Die entscheidende Frage lautet daher nicht, ob Agenten einzelne Aufgaben schneller erledigen können. Entscheidend wird sein, ob Unternehmen in der Lage sind, Agenten als Teil ihrer Plattformstrategie zu verstehen, zu betreiben und sicher in ihre Arbeitsprozesse zu integrieren. Genau darin liegt der eigentliche Übergang von generativer KI zur Agent Economy.

Die Agent Economy wird im Unternehmensalltag sichtbar

Die strategischen Überlegungen zur Agent Economy spiegeln sich bereits heute in den ersten konkreten Entwicklungen wider. An die Stelle eines einzelnen universellen KI-Assistenten tritt zunehmend ein arbeitsteiliges System spezialisierter Agenten. Jeder Agent übernimmt klar definierte Aufgaben und bringt eigene Fähigkeiten, Werkzeuge sowie Zugriffsmöglichkeiten auf unterschiedliche Datenquellen mit.

Diese Spezialisierung folgt einem Prinzip, das in der Unternehmens-IT seit vielen Jahren etabliert ist. So wie Anwendungen oder Microservices jeweils einen klar abgegrenzten Verantwortungsbereich übernehmen, entwickeln sich nun auch KI-Agenten zu digitalen Spezialist:innen.
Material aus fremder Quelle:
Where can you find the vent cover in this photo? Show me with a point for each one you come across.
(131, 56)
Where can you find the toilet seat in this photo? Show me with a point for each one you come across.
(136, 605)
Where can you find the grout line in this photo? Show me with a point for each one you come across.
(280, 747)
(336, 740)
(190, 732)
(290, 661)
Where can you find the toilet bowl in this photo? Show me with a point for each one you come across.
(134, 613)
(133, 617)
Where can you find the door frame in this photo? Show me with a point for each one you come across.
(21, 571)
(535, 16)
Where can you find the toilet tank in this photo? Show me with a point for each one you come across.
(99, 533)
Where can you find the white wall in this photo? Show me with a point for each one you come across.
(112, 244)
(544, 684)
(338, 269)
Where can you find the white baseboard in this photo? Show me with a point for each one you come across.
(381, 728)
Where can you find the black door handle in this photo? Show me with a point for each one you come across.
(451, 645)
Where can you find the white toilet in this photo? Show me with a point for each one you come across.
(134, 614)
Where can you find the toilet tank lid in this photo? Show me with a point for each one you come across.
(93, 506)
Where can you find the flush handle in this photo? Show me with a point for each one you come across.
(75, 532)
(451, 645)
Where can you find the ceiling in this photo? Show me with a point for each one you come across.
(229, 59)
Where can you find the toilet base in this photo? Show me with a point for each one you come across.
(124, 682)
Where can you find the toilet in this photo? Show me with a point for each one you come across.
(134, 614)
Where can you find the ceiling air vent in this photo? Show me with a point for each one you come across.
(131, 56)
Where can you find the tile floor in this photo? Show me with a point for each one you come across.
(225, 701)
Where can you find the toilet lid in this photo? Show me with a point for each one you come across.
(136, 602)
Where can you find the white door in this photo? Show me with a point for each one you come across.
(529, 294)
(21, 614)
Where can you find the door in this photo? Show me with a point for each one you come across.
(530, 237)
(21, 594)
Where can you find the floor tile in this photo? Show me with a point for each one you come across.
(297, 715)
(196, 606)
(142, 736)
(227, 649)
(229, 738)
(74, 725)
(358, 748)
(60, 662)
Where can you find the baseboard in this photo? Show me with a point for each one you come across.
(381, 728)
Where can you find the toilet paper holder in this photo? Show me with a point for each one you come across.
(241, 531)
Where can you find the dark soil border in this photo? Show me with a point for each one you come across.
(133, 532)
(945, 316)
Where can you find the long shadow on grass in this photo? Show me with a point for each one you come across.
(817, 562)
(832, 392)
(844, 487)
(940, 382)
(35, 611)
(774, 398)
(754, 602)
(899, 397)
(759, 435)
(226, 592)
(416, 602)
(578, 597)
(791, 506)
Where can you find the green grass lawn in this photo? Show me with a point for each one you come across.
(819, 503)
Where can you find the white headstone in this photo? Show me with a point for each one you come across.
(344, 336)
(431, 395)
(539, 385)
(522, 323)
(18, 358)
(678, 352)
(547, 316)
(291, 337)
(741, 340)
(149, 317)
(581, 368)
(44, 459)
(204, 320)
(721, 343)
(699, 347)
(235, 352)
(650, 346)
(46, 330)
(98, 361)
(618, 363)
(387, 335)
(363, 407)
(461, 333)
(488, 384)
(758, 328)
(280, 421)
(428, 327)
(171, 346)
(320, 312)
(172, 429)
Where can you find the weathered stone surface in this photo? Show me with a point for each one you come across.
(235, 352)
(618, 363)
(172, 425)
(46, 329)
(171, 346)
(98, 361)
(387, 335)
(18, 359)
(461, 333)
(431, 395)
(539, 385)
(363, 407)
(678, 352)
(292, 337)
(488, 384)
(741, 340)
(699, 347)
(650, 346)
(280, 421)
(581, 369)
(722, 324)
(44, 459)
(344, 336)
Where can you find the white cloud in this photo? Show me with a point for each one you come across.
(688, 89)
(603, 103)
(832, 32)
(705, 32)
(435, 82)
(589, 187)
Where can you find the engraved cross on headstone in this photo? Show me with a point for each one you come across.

Ein Agent unterstützt beispielsweise den Vertrieb bei der Vorbereitung von Kundengesprächen, ein anderer analysiert Sicherheitsereignisse, während weitere Agenten Projektinformationen konsolidieren oder Berichte erstellen. Gemeinsam ergänzen sie die menschliche Wissensarbeit, ohne deren Verantwortung zu übernehmen.

Damit wird zugleich deutlich, dass die Agent Economy nicht aus einzelnen Agenten besteht, sondern aus ihrem koordinierten Zusammenspiel. Wie diese Zusammenarbeit technisch umgesetzt wird und weshalb Multi-Agent-Systeme zur bevorzugten Architektur moderner Enterprise-KI werden, betrachtet der nächste Abschnitt.
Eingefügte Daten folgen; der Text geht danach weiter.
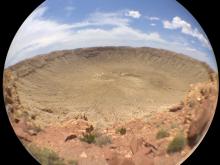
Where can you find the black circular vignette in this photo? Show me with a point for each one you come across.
(206, 13)
(13, 15)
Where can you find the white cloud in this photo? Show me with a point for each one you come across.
(133, 14)
(186, 28)
(39, 35)
(69, 8)
(153, 18)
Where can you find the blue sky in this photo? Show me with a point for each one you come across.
(69, 24)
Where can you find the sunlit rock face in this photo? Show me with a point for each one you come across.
(108, 87)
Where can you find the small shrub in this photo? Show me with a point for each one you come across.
(103, 140)
(177, 144)
(122, 131)
(88, 138)
(174, 125)
(162, 134)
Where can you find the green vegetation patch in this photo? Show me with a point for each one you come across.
(162, 133)
(45, 156)
(88, 138)
(121, 131)
(103, 140)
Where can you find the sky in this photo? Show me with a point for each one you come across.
(70, 24)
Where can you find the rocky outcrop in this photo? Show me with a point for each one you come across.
(200, 106)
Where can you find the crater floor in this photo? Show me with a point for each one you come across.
(108, 85)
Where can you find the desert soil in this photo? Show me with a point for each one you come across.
(140, 89)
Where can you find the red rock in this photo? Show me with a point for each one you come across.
(135, 144)
(141, 158)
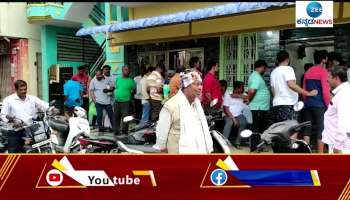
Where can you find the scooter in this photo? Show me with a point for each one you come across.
(278, 135)
(65, 132)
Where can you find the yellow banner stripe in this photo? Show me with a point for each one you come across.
(344, 190)
(7, 167)
(5, 163)
(8, 174)
(315, 178)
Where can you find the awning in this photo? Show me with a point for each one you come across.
(183, 17)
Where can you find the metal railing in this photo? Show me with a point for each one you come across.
(97, 15)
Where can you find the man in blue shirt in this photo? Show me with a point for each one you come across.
(73, 91)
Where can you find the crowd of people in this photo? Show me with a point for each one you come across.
(179, 104)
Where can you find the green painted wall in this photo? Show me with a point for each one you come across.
(49, 53)
(55, 11)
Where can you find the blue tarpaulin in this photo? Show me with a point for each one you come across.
(182, 17)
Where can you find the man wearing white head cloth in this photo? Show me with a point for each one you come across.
(182, 126)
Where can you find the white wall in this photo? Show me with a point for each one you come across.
(13, 23)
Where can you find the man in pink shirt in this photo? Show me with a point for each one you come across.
(315, 106)
(211, 87)
(84, 79)
(336, 133)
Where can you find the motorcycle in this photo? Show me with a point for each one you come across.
(220, 143)
(280, 136)
(37, 139)
(65, 132)
(141, 134)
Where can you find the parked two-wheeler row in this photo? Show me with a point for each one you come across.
(281, 136)
(53, 133)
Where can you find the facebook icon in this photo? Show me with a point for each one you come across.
(218, 177)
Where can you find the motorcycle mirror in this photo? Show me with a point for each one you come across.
(298, 106)
(213, 102)
(246, 133)
(52, 102)
(128, 118)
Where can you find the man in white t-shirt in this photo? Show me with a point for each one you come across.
(233, 108)
(285, 89)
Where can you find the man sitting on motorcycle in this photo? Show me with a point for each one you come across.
(182, 126)
(23, 107)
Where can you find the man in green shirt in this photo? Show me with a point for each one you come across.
(124, 90)
(259, 97)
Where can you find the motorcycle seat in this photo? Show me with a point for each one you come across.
(108, 138)
(143, 148)
(59, 125)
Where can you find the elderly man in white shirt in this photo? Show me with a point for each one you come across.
(182, 126)
(336, 133)
(21, 106)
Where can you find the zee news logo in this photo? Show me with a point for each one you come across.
(314, 13)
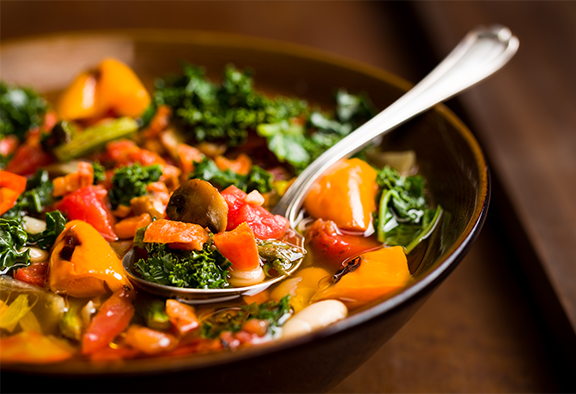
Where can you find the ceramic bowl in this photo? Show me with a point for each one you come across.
(448, 156)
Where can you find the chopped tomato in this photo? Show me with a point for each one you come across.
(333, 246)
(111, 319)
(183, 317)
(239, 246)
(8, 198)
(89, 205)
(178, 235)
(27, 158)
(264, 224)
(12, 181)
(34, 274)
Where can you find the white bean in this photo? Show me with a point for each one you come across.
(241, 278)
(315, 316)
(33, 225)
(38, 255)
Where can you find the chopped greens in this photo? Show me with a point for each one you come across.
(200, 269)
(20, 110)
(257, 179)
(278, 256)
(131, 181)
(36, 197)
(404, 217)
(274, 313)
(295, 133)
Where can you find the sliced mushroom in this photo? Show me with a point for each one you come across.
(197, 201)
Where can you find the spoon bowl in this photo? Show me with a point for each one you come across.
(479, 54)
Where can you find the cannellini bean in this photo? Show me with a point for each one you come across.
(33, 225)
(38, 255)
(315, 316)
(240, 278)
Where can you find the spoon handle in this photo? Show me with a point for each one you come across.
(480, 53)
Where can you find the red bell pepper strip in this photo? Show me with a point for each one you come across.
(264, 224)
(111, 319)
(89, 205)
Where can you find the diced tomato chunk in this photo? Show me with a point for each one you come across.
(264, 224)
(111, 319)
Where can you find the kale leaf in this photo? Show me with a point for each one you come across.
(13, 238)
(404, 217)
(232, 319)
(200, 269)
(20, 110)
(34, 200)
(131, 181)
(256, 179)
(225, 111)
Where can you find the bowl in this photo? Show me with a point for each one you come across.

Multi-Agent-Systeme werden zum Normalfall

Die Agent Economy wird sich nicht durch immer leistungsfähigere Einzelagenten entwickeln, sondern durch das koordinierte Zusammenspiel spezialisierter Agenten. Unterschiedliche Aufgaben erfordern unterschiedliche Fähigkeiten, unterschiedliche Datenquellen und teilweise sogar unterschiedliche KI-Modelle. Ein universeller Assistent könnte diese Vielfalt nur mit erheblicher Komplexität abbilden. Microsoft verfolgt deshalb einen anderen Ansatz und setzt auf eine arbeitsteilige Agentenarchitektur.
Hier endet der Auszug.